A Shellfish Feast

One of my favorite meals was lunch on our final day in Paris. I had spent the entire week roaming all over the city, in search of the best restaurants and cafes in each arrondissement. So it was a surprise to find one of the tastiest spots right in our own hotel!

We stayed at Hotel Lutetia, on the corner of Boulevard Raspail and Rue de Sevres, in the sixth arrondissement. It’s a very nice hotel in a great location, with small but comfortable rooms and real showers. The bonus is free wi-fi all over, including in the downstairs bar that serves coffee and aperitifs until late.

We didn’t want to search for a lunch spot in the rain, so we opted to walk downstairs to Brasserie Lutetia. It was 2pm, and the restaurant was packed. Some diners were tourists, but many were local businessmen and women having lunch. While waiting at the bar we decided to celebrate our final day in Paris with a glass of champagne. After our drinks arrived we were told the raw bar was closing in 15 minutes so we should order soon. Feeling good after half a glass of champagne, we decided to do all seafood – and there was plenty to choose from on the menu. Seven types of oysters, snails, shrimp, mussels, clams and crab claws, and I think I may be leaving other crustaceans out. We placed our order just in time for our table to be ready.

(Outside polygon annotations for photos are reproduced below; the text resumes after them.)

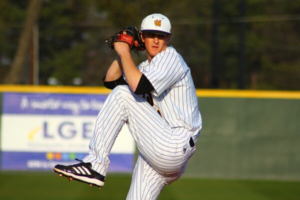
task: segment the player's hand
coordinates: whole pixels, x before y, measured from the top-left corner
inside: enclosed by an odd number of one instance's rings
[[[126,34],[126,32],[124,32],[123,34]],[[124,53],[130,52],[130,48],[128,44],[122,42],[116,42],[114,43],[114,47],[119,56],[122,56]]]

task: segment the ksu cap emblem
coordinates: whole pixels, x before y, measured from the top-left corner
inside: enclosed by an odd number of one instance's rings
[[[154,21],[154,24],[156,26],[160,27],[160,26],[162,26],[162,20],[156,20],[155,21]]]

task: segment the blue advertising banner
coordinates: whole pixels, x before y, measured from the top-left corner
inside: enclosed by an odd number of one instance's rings
[[[72,164],[88,151],[103,94],[4,92],[1,120],[1,168],[48,170]],[[110,152],[109,172],[134,168],[134,141],[127,127]]]

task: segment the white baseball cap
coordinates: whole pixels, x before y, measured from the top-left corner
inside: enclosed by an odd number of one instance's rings
[[[140,25],[142,32],[165,34],[171,34],[171,23],[168,18],[162,14],[155,14],[146,16]]]

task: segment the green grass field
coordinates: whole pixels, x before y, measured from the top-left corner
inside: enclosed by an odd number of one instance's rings
[[[0,172],[0,200],[124,200],[129,174],[108,174],[100,190],[51,172]],[[300,200],[300,182],[182,178],[166,186],[159,200]]]

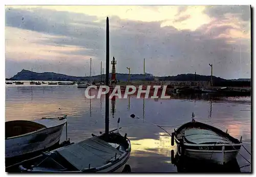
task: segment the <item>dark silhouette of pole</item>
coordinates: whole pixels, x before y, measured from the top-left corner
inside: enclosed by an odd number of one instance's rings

We slid into our booth and ordered a half bottle of white wine to complement our shellfish. Then our spectacular assortment arrived. We ordered 4 different types of oysters, all from France – one each from Normandy and Brittany to the north, and two from Marennes, to the west. The menu listed them as being medium in size, but all four were some of the biggest oysters I’ve ever eaten. They were bigger than blue point oysters from Long Island, which most Americans would describe as large. My favorite was the Claire de Marennes. It was thick and meaty, with a buttery and almost sweet taste. Hands down the best tasting oyster I’ve had in recent memory, perhaps the best I’ve ever tasted.

We also ordered bulots and bigorneaux, which are translated into English as winkles and welks. I tried them for the first time three years ago during a trip to Normandy and Brittany, but haven’t had them since. I’ve been unsuccessful at finding them on menus in the United States. Winkles are sea snails. They’re different from escargot in color, taste, and the way they’re prepared. The escargot I’ve had this week were cooked with lots of butter and garlic. In a word – delicious. Winkles are prepared much more simply. They’re cooked in boiling water like you would with clams or mussels, then served chilled. You carefully take out the animal from the shell using a small metal rod that looks almost like an unwound paper clip. It’s yellowy-brown in color and kind of slimy looking, but tastes great. It’s a burst of flavor when you bite in. It has just a hint of salt and is surprisingly not too chewy. Welks are much smaller, about the size of a dime, with black shells. You use the same thin metal tool to take out the tiny animal. For its small size it has a bigger taste than the winkle. It’s saltier and a bit tangy. It does seem like a lot of work for such a small bite, but I always find food tastes better when you have to work to eat it!

After we finished our shellfish feast I did have a couple regrets. The first, that we hadn’t tried this brasserie earlier in our stay. The second, we had a late lunch. If that raw bar wasn’t closed I would have definitely gotten another round!